メルケル首相は「不確実性の時代には安定と経験が最も重要」と説いて選挙を闘うだろう
2017年04月10日
2005年に社会民主党(SPD)がキリスト教民主・社会同盟(CDU・CSU)と大連立政権を樹立させたことで、両党の政策の違いは見えなくなった。このことは、SPDへの支持率を一段と引き下げた。前党首のガブリエルは、シュレーダーの「アゲンダ2010」を支持したため、党内左派からは厳しい目で見られていた。
これに対し、今年首相候補となったマルティン・シュルツは、「アゲンダ2010は誤りだった。誤りは修正するべきだ」と述べ、シュレーダー改革を部分的に見直す方針を明らかにしている。
彼はシュレーダーが大幅に短くした失業援助金の給付期間を延長することなどを提案している。シュルツは今年6月の党大会で具体的な政策を発表する方針だが、SPDが「富の再配分による、所得格差の是正」を目指す可能性が強い。
シュルツは政治家としての経歴の大半を欧州議会で過ごし、ドイツの州や中央政界で働いた経験がない。つまりSPD左派にとって、シュルツは「アゲンダ2010で汚染されていない政治家」であり、同党のネオリベラル色を洗い落とすという任務には最適の人物なのである。
私は1990年からドイツに住んで、この国の政局について原稿を書いているが、シュレーダーが2005年の選挙で一敗地にまみれて以来、SPDがこれほど熱い興奮に包まれているのを見たのは、初めてである。SPDの幹部たちすら、今年1月以来の人気の高まりには、驚いているほどだ。

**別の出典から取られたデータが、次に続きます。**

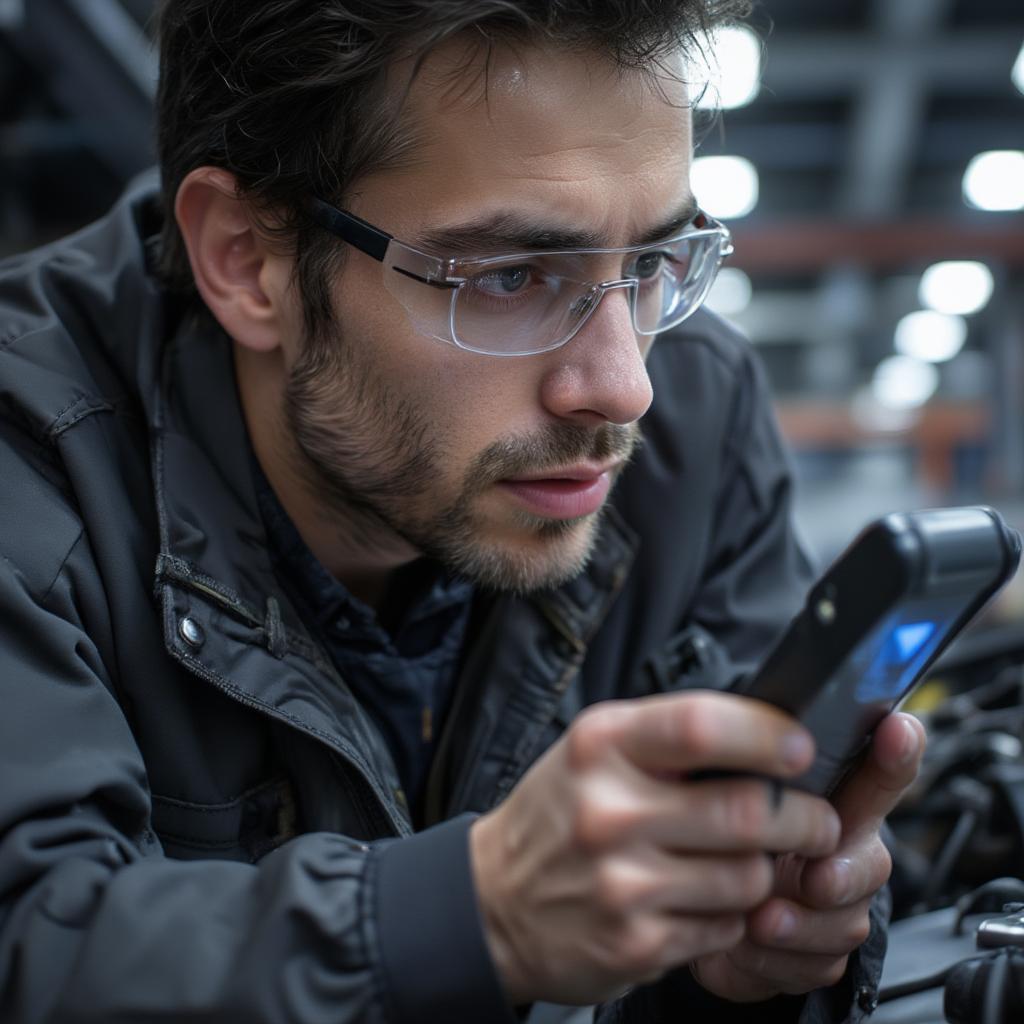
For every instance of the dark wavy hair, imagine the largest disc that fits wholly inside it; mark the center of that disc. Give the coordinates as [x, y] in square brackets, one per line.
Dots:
[289, 96]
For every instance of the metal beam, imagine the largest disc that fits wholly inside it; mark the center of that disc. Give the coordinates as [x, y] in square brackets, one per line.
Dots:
[804, 67]
[799, 247]
[889, 114]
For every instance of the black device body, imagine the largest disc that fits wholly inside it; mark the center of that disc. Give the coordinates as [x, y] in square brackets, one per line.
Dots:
[877, 621]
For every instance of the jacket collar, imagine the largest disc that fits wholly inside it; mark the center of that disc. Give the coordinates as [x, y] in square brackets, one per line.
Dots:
[214, 567]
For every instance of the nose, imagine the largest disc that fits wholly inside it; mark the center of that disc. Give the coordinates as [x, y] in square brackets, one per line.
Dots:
[600, 376]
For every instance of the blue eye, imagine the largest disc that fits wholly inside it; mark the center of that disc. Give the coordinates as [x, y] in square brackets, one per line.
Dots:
[648, 264]
[507, 281]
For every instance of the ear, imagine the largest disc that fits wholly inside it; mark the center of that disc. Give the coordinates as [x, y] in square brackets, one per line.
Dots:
[239, 280]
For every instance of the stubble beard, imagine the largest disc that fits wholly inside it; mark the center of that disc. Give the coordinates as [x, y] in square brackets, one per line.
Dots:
[373, 461]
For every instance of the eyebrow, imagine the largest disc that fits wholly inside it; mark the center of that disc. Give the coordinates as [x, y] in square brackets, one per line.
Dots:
[508, 230]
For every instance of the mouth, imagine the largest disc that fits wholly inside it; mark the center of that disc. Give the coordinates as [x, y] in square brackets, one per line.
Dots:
[563, 494]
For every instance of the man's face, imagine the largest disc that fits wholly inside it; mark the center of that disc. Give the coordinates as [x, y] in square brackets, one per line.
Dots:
[498, 467]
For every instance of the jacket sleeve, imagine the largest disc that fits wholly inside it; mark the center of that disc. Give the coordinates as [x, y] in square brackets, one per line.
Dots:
[757, 571]
[96, 925]
[755, 578]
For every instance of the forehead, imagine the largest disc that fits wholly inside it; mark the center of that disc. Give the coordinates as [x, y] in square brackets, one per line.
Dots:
[567, 138]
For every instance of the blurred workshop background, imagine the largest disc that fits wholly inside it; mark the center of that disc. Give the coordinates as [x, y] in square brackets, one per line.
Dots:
[868, 156]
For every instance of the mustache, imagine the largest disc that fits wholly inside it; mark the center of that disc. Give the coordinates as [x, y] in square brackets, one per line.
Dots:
[553, 449]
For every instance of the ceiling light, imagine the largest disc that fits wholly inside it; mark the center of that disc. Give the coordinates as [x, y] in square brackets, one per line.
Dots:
[1017, 75]
[731, 292]
[930, 336]
[903, 382]
[733, 70]
[994, 180]
[725, 186]
[955, 287]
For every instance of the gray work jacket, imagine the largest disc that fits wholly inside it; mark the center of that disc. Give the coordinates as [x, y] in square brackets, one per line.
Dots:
[198, 821]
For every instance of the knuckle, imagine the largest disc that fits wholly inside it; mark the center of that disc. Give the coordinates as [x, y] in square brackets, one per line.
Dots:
[745, 813]
[695, 727]
[882, 864]
[753, 882]
[617, 888]
[641, 948]
[591, 733]
[601, 820]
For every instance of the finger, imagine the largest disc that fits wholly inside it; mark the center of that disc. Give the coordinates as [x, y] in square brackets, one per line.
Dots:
[725, 815]
[747, 814]
[856, 873]
[686, 732]
[878, 784]
[646, 879]
[791, 973]
[788, 926]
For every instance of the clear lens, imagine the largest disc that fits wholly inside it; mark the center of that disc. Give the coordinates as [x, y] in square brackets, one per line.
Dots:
[531, 303]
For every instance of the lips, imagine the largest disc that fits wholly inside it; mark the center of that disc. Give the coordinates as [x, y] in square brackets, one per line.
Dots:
[568, 494]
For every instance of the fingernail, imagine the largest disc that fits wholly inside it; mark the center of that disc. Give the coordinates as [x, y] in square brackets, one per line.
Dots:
[908, 747]
[797, 750]
[785, 924]
[842, 875]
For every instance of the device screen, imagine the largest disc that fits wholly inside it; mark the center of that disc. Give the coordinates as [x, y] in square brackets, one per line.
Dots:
[886, 664]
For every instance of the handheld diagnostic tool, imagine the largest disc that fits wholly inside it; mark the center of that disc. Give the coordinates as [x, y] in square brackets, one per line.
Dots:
[876, 622]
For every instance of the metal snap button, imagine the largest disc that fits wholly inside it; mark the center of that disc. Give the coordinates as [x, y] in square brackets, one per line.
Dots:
[192, 632]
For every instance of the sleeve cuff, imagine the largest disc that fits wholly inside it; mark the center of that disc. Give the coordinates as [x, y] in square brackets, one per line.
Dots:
[433, 951]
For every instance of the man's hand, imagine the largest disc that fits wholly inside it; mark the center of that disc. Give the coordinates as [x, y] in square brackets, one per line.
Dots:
[606, 865]
[800, 939]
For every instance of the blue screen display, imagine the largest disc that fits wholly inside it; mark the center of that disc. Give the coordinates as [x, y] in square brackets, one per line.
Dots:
[891, 657]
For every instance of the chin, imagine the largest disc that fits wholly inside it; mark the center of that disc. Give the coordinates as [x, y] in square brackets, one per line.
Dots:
[543, 558]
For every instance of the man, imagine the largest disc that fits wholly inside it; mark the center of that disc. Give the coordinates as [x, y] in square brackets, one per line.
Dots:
[310, 572]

SPD支持者の増加の背景には、外国で右派ポピュリズムが高まっていることに対するドイツ人の反発もある。
昨年以来、世界はBREXIT、トランプの大統領就任という、想定外の事態を立て続けに経験した。ドイツは第2次世界大戦で周辺国に甚大な被害を与えたことについての反省から、戦後は欧州統合を積極的に推進するとともに、人権尊重や差別の禁止などを憲法に明記してきた。
EU創設国の1国である隣国フランスでも反EU、反移民を標榜(ひょうぼう)する右派ポピュリスト政党が勢力を強めつつある今、ドイツ人の心の中に「我々が防波堤にならなくてはならない」という意識が育っていることは確かだ。「シュルツ旋風」は、トランプ主義に対するドイツ人の反発心の表れである。
だがシュルツにとっての選挙戦も容易ではない。
ドイツでも近年では支持政党が固まっていない浮動票の比率が高まっているからだ。政党支持率は、テロ事件やスキャンダルによって猫の目のように変化する。

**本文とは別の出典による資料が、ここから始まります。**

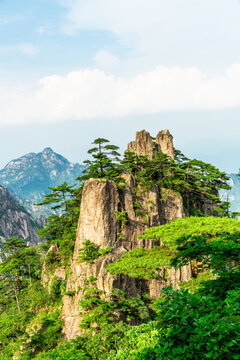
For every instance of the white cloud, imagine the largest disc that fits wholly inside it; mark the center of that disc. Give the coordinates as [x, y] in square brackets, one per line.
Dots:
[105, 60]
[27, 49]
[201, 33]
[92, 94]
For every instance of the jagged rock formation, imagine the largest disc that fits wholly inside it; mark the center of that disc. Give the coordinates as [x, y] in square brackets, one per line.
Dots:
[15, 220]
[101, 199]
[143, 145]
[165, 141]
[29, 177]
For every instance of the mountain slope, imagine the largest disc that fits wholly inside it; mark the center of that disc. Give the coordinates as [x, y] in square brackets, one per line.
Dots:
[29, 177]
[15, 220]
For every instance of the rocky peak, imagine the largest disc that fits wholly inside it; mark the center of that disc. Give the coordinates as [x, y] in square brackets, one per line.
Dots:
[143, 144]
[165, 141]
[101, 201]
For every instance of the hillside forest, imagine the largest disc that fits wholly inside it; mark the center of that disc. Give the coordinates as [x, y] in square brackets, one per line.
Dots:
[194, 319]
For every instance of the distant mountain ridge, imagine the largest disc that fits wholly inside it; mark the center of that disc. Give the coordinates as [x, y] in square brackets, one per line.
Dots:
[29, 177]
[15, 220]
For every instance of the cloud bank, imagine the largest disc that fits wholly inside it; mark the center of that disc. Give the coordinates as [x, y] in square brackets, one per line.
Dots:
[92, 94]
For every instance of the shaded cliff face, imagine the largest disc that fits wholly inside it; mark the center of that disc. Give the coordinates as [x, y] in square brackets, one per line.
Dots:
[15, 220]
[101, 199]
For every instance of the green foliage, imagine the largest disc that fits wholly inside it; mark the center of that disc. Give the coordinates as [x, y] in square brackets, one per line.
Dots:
[104, 163]
[177, 236]
[91, 252]
[211, 226]
[142, 263]
[203, 324]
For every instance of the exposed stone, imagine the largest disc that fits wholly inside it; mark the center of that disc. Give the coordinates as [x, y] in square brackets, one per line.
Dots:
[101, 199]
[171, 206]
[143, 144]
[165, 141]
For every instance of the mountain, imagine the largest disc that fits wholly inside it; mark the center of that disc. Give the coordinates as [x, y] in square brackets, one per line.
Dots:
[233, 195]
[15, 220]
[29, 177]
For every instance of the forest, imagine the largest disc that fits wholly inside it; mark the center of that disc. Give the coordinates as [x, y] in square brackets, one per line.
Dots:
[198, 319]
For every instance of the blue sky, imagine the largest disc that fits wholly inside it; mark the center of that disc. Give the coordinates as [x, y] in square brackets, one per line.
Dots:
[74, 70]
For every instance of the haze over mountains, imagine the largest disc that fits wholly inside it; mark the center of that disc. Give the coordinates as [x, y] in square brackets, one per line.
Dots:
[29, 177]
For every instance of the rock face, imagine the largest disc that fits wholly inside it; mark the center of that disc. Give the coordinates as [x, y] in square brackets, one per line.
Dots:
[165, 141]
[29, 177]
[143, 144]
[15, 220]
[101, 199]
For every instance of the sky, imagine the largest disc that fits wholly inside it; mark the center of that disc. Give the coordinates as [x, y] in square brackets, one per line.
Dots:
[75, 70]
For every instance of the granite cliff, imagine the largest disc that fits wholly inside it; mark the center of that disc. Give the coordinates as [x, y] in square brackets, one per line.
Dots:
[101, 201]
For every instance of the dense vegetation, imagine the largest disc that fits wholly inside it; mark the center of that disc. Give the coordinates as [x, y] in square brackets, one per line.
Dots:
[198, 321]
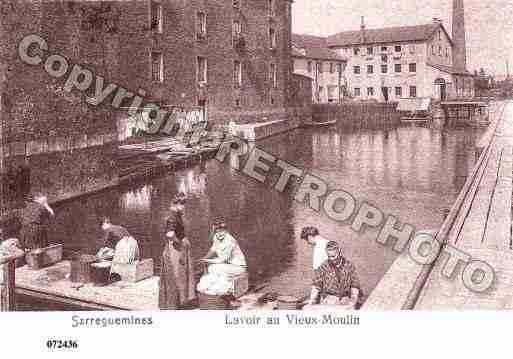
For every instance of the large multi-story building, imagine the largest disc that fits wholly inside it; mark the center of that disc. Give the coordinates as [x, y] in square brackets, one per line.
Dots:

たとえばドイツ人の間では、テロに対する不安感が強まっている。去年12月にベルリンでテロ組織イスラム国(IS)の信奉者が、大型トラックでクリスマス市場に突っ込んで多数の市民を殺傷した事件に表れているように、イスラム過激派による無差別テロがドイツでも起き始めている。
トルコとEUが結んだ合意のために、現在ドイツにやって来る難民の数は、2015年に比べると大幅に減っているが、昨年トルコで起きたクーデター未遂事件以来、ドイツ・EUとトルコとの関係は険悪化の一途をたどっている。
国際情勢が目まぐるしく変わる中、新しい実験より安定を望む市民は少なくない。そのことを示したのが、3月26日にドイツ南西部のザールラント州で行われた州議会選挙だった。